I must say I was pretty excited when I read this. It is scifi come to life even if it does sound almost too good to be true. But seeing it move into human trials means it is past the theory phase and moving into implementation. The implications are staggering.1 It wouldn’t help every problem but it would cover a large percentage of people who experience declining vision or have certain genetic issues. Image you could get a surgical procedure on your eye and never worry about most vision problems ever again. Your eyes could focus w/almost perfect clarity. It raises a whole host of questions but I still love the idea. It could help a lot of people see better or even see again.
There are a plethora of questions that come up, of course. What is projected life span of the insert(s)? What happens if one fails? Can it be replaced? Cost? Insurance? The list goes on and on. But a bigger question might be, would said person now be considered bionic? This would certainly fit the bill of artificial enhancement.
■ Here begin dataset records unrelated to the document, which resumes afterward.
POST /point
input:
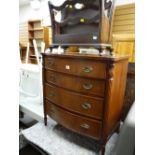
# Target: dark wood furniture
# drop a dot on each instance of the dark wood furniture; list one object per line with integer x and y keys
{"x": 85, "y": 93}
{"x": 88, "y": 25}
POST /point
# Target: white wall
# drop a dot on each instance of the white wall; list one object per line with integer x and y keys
{"x": 27, "y": 13}
{"x": 122, "y": 2}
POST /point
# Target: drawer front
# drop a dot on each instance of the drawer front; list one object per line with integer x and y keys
{"x": 82, "y": 125}
{"x": 83, "y": 85}
{"x": 88, "y": 106}
{"x": 86, "y": 68}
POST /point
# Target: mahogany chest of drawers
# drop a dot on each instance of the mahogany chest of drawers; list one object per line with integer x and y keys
{"x": 85, "y": 93}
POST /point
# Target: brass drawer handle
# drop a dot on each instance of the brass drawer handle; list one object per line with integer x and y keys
{"x": 86, "y": 106}
{"x": 51, "y": 94}
{"x": 50, "y": 63}
{"x": 87, "y": 86}
{"x": 52, "y": 78}
{"x": 85, "y": 126}
{"x": 87, "y": 69}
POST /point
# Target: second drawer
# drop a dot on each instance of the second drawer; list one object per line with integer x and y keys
{"x": 84, "y": 85}
{"x": 86, "y": 105}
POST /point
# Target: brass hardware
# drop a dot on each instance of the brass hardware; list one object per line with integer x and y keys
{"x": 87, "y": 69}
{"x": 86, "y": 106}
{"x": 85, "y": 126}
{"x": 51, "y": 94}
{"x": 87, "y": 86}
{"x": 52, "y": 78}
{"x": 50, "y": 63}
{"x": 52, "y": 111}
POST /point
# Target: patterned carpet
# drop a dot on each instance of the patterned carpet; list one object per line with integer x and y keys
{"x": 57, "y": 140}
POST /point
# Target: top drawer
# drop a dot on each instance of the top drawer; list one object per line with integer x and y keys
{"x": 86, "y": 68}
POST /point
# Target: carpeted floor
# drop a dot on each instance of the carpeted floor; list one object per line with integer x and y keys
{"x": 55, "y": 140}
{"x": 29, "y": 150}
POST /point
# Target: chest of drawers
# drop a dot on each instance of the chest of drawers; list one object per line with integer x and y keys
{"x": 85, "y": 93}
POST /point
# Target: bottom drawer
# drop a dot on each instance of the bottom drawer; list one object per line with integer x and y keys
{"x": 79, "y": 124}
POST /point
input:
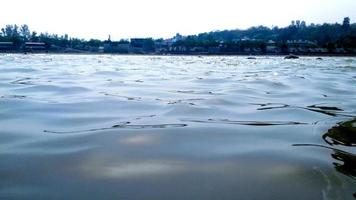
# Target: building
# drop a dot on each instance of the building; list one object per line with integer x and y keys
{"x": 35, "y": 46}
{"x": 7, "y": 46}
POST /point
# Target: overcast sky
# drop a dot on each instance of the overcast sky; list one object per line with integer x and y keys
{"x": 163, "y": 18}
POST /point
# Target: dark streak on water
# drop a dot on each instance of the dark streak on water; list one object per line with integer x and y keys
{"x": 151, "y": 127}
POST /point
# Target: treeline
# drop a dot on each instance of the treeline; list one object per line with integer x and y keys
{"x": 324, "y": 35}
{"x": 297, "y": 37}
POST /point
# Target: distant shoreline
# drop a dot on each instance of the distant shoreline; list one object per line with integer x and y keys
{"x": 177, "y": 54}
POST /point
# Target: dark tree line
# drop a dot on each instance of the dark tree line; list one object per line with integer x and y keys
{"x": 338, "y": 35}
{"x": 325, "y": 35}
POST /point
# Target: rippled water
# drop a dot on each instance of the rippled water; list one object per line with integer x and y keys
{"x": 149, "y": 127}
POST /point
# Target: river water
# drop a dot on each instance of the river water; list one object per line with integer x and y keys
{"x": 162, "y": 127}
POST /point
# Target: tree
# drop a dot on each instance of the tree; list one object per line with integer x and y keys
{"x": 25, "y": 32}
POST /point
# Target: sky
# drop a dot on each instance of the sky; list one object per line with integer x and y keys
{"x": 124, "y": 19}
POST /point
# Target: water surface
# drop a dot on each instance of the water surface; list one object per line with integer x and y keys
{"x": 161, "y": 127}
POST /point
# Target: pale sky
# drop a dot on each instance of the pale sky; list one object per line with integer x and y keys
{"x": 163, "y": 18}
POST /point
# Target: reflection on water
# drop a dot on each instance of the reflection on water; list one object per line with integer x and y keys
{"x": 343, "y": 134}
{"x": 161, "y": 127}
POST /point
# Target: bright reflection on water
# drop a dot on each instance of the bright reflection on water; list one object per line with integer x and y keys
{"x": 148, "y": 127}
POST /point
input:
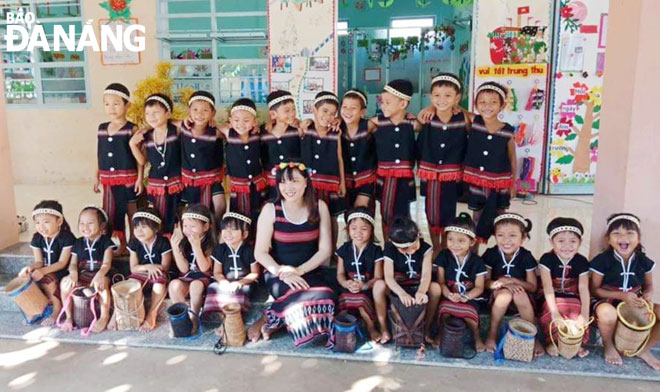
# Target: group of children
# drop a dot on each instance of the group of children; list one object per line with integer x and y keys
{"x": 351, "y": 162}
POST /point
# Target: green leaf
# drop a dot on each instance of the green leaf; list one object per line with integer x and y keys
{"x": 565, "y": 160}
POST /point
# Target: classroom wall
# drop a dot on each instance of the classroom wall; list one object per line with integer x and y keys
{"x": 58, "y": 146}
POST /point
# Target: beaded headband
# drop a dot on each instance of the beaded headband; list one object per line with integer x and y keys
{"x": 493, "y": 88}
{"x": 359, "y": 94}
{"x": 49, "y": 211}
{"x": 92, "y": 206}
{"x": 243, "y": 107}
{"x": 559, "y": 229}
{"x": 510, "y": 216}
{"x": 201, "y": 98}
{"x": 397, "y": 93}
{"x": 117, "y": 93}
{"x": 238, "y": 216}
{"x": 627, "y": 217}
{"x": 161, "y": 100}
{"x": 280, "y": 99}
{"x": 447, "y": 78}
{"x": 362, "y": 215}
{"x": 147, "y": 215}
{"x": 192, "y": 215}
{"x": 461, "y": 230}
{"x": 326, "y": 97}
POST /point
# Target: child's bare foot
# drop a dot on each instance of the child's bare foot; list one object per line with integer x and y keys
{"x": 100, "y": 324}
{"x": 612, "y": 356}
{"x": 67, "y": 326}
{"x": 650, "y": 359}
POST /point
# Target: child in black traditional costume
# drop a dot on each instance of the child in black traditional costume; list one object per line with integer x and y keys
{"x": 51, "y": 247}
{"x": 117, "y": 170}
{"x": 565, "y": 278}
{"x": 359, "y": 267}
{"x": 90, "y": 264}
{"x": 623, "y": 273}
{"x": 408, "y": 273}
{"x": 462, "y": 275}
{"x": 234, "y": 269}
{"x": 511, "y": 274}
{"x": 202, "y": 169}
{"x": 192, "y": 247}
{"x": 162, "y": 146}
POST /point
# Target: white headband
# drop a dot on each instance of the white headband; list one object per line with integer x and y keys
{"x": 280, "y": 99}
{"x": 447, "y": 78}
{"x": 510, "y": 216}
{"x": 397, "y": 93}
{"x": 362, "y": 215}
{"x": 359, "y": 94}
{"x": 493, "y": 88}
{"x": 201, "y": 98}
{"x": 461, "y": 230}
{"x": 238, "y": 216}
{"x": 147, "y": 215}
{"x": 324, "y": 97}
{"x": 559, "y": 229}
{"x": 243, "y": 107}
{"x": 624, "y": 217}
{"x": 161, "y": 100}
{"x": 97, "y": 208}
{"x": 49, "y": 211}
{"x": 192, "y": 215}
{"x": 118, "y": 93}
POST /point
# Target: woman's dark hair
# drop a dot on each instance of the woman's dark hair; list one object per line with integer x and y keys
{"x": 446, "y": 83}
{"x": 492, "y": 84}
{"x": 106, "y": 226}
{"x": 55, "y": 205}
{"x": 121, "y": 88}
{"x": 276, "y": 94}
{"x": 362, "y": 210}
{"x": 625, "y": 224}
{"x": 560, "y": 221}
{"x": 403, "y": 230}
{"x": 210, "y": 239}
{"x": 525, "y": 228}
{"x": 152, "y": 102}
{"x": 309, "y": 197}
{"x": 138, "y": 221}
{"x": 328, "y": 101}
{"x": 355, "y": 94}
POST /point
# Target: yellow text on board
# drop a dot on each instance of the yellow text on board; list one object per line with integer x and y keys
{"x": 512, "y": 70}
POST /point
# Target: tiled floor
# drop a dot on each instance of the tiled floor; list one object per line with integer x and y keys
{"x": 540, "y": 210}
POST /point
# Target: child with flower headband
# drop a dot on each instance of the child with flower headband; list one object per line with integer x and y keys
{"x": 359, "y": 267}
{"x": 202, "y": 169}
{"x": 234, "y": 268}
{"x": 51, "y": 247}
{"x": 90, "y": 265}
{"x": 565, "y": 277}
{"x": 160, "y": 146}
{"x": 490, "y": 160}
{"x": 623, "y": 273}
{"x": 461, "y": 274}
{"x": 192, "y": 247}
{"x": 117, "y": 170}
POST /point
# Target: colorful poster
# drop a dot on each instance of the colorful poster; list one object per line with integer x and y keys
{"x": 302, "y": 60}
{"x": 576, "y": 99}
{"x": 512, "y": 40}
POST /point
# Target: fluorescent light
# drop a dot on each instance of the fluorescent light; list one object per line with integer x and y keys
{"x": 412, "y": 22}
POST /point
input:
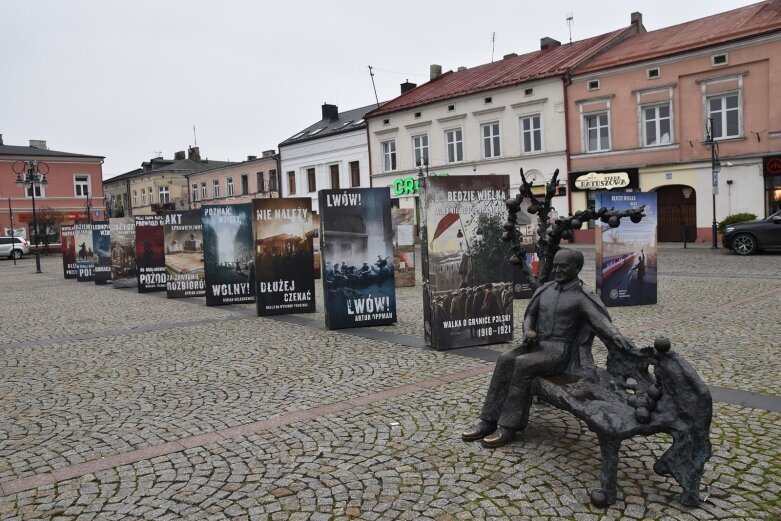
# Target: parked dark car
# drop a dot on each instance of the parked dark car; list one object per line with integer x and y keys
{"x": 749, "y": 237}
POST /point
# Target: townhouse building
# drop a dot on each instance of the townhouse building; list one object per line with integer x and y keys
{"x": 490, "y": 119}
{"x": 255, "y": 178}
{"x": 331, "y": 153}
{"x": 666, "y": 109}
{"x": 163, "y": 185}
{"x": 73, "y": 191}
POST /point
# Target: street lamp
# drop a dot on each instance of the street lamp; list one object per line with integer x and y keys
{"x": 715, "y": 169}
{"x": 31, "y": 173}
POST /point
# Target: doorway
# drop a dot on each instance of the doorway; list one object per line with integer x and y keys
{"x": 676, "y": 213}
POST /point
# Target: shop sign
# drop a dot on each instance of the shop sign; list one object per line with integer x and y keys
{"x": 408, "y": 185}
{"x": 606, "y": 181}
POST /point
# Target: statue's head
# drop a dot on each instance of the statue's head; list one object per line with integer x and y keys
{"x": 566, "y": 265}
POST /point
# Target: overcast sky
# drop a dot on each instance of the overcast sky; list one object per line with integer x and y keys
{"x": 129, "y": 79}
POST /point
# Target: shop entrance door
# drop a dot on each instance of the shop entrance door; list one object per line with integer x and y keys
{"x": 676, "y": 213}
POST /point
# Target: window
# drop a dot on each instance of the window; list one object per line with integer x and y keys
{"x": 491, "y": 139}
{"x": 454, "y": 141}
{"x": 420, "y": 149}
{"x": 272, "y": 180}
{"x": 597, "y": 132}
{"x": 724, "y": 112}
{"x": 81, "y": 185}
{"x": 657, "y": 128}
{"x": 719, "y": 59}
{"x": 311, "y": 179}
{"x": 291, "y": 183}
{"x": 531, "y": 134}
{"x": 388, "y": 156}
{"x": 355, "y": 173}
{"x": 334, "y": 176}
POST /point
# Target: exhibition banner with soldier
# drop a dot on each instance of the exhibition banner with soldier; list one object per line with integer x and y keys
{"x": 69, "y": 268}
{"x": 356, "y": 245}
{"x": 229, "y": 262}
{"x": 284, "y": 261}
{"x": 101, "y": 243}
{"x": 150, "y": 255}
{"x": 183, "y": 235}
{"x": 85, "y": 256}
{"x": 467, "y": 278}
{"x": 626, "y": 255}
{"x": 123, "y": 252}
{"x": 403, "y": 220}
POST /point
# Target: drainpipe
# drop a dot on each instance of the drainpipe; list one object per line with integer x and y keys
{"x": 566, "y": 81}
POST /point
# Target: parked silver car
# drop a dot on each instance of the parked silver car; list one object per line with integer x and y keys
{"x": 13, "y": 247}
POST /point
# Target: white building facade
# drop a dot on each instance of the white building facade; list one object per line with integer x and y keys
{"x": 333, "y": 153}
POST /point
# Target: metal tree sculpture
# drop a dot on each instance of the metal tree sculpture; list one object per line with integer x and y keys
{"x": 551, "y": 231}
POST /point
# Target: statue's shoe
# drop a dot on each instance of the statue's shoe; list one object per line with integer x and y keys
{"x": 501, "y": 437}
{"x": 480, "y": 431}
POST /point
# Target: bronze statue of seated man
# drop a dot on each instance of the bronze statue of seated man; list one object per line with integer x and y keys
{"x": 561, "y": 316}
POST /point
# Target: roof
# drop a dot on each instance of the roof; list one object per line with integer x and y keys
{"x": 347, "y": 121}
{"x": 188, "y": 166}
{"x": 503, "y": 73}
{"x": 750, "y": 21}
{"x": 125, "y": 176}
{"x": 12, "y": 150}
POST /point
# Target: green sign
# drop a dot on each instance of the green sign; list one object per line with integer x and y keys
{"x": 408, "y": 185}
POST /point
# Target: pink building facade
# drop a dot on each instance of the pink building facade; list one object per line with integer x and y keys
{"x": 654, "y": 105}
{"x": 73, "y": 187}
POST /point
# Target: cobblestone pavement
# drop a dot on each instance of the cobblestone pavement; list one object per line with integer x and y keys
{"x": 119, "y": 405}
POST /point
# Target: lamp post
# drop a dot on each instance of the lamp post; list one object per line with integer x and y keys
{"x": 715, "y": 169}
{"x": 31, "y": 173}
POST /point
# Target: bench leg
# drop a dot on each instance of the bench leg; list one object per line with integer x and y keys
{"x": 609, "y": 447}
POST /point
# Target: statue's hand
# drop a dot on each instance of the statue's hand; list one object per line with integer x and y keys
{"x": 625, "y": 344}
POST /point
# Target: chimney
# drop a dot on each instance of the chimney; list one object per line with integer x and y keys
{"x": 548, "y": 43}
{"x": 330, "y": 112}
{"x": 405, "y": 87}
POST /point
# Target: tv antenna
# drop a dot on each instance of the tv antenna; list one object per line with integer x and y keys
{"x": 371, "y": 73}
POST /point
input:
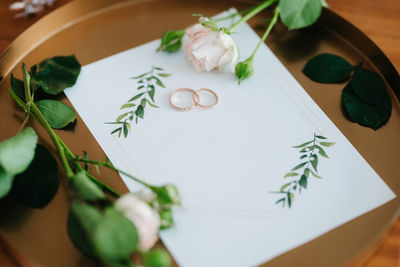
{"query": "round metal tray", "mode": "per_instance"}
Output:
(94, 29)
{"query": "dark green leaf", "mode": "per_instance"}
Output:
(301, 165)
(164, 74)
(86, 188)
(159, 82)
(18, 86)
(151, 104)
(140, 111)
(328, 68)
(306, 172)
(303, 182)
(297, 14)
(156, 258)
(171, 41)
(57, 114)
(306, 149)
(290, 174)
(314, 162)
(115, 237)
(82, 221)
(281, 200)
(373, 116)
(17, 152)
(283, 187)
(167, 219)
(368, 86)
(143, 102)
(327, 144)
(37, 186)
(135, 97)
(6, 181)
(304, 144)
(57, 73)
(167, 195)
(128, 105)
(290, 197)
(140, 76)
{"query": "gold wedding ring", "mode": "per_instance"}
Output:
(196, 99)
(211, 92)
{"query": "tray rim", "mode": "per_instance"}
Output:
(79, 10)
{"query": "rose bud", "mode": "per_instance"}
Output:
(171, 41)
(145, 219)
(209, 49)
(244, 69)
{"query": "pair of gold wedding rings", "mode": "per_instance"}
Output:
(195, 99)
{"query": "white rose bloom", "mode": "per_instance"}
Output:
(146, 219)
(209, 50)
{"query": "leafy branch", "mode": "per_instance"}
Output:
(98, 223)
(134, 108)
(309, 152)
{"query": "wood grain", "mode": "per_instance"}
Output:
(380, 20)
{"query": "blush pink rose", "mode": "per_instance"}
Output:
(209, 50)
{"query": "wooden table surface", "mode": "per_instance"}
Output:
(380, 20)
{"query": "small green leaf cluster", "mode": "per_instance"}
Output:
(365, 99)
(309, 155)
(134, 108)
(95, 226)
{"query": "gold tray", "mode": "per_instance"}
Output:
(94, 29)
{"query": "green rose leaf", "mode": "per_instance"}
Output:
(296, 14)
(17, 152)
(303, 181)
(37, 186)
(57, 73)
(18, 86)
(171, 41)
(244, 69)
(167, 219)
(363, 113)
(56, 113)
(115, 238)
(156, 258)
(328, 68)
(6, 181)
(369, 86)
(86, 188)
(82, 221)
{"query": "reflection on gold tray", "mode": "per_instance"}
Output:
(94, 29)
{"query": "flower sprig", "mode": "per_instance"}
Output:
(134, 108)
(309, 152)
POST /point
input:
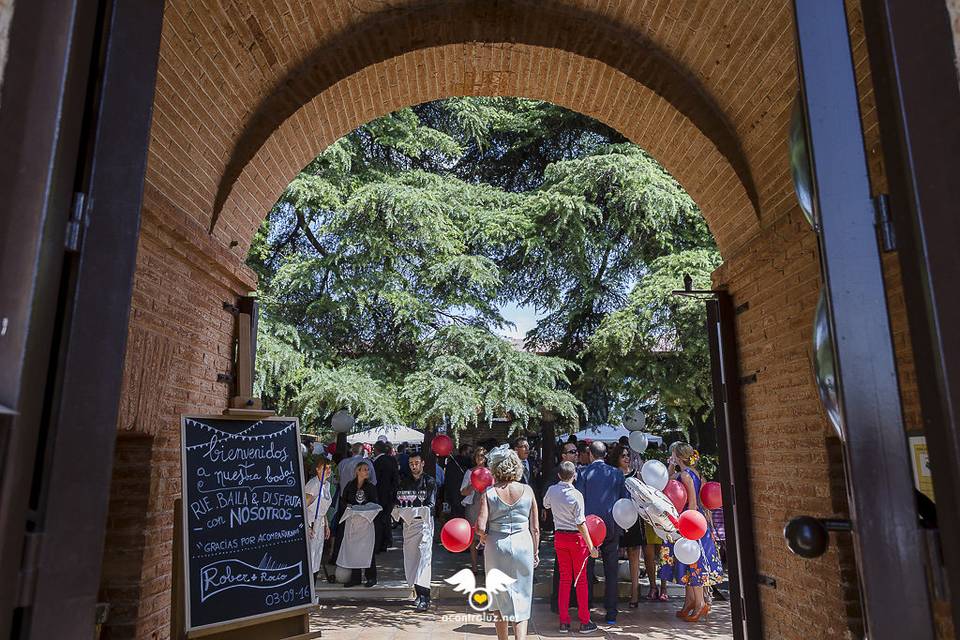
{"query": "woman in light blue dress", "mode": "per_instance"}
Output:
(509, 528)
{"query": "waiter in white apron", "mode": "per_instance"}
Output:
(416, 496)
(319, 498)
(361, 506)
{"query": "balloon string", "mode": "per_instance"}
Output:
(576, 578)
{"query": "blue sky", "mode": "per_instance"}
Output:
(525, 317)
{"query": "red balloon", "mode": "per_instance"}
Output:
(442, 445)
(456, 535)
(677, 494)
(597, 528)
(711, 496)
(481, 478)
(693, 525)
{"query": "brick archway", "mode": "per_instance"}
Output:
(249, 92)
(484, 69)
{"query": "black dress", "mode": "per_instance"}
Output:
(634, 536)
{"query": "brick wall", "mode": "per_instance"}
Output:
(794, 458)
(6, 16)
(180, 339)
(953, 8)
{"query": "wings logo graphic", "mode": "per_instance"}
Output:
(479, 597)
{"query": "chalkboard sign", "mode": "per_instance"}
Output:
(245, 548)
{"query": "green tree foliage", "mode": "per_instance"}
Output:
(654, 349)
(393, 251)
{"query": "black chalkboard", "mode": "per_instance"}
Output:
(245, 548)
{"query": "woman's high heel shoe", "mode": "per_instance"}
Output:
(699, 615)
For myself, I doubt I’d qualify any time soon as my actual vision has only deterriated every so slightly as I age. I don’t even qualify for Lasik right now. And the diplopia issue, being muslcle related, would not be repaired by said replacement either. So clearly it wouldn’t fix every problem. But this last year has taught me how fragile our vision can be. Reading up on advancements like this are amazing.
- It helps if you go read the not-very-long article first. [↩]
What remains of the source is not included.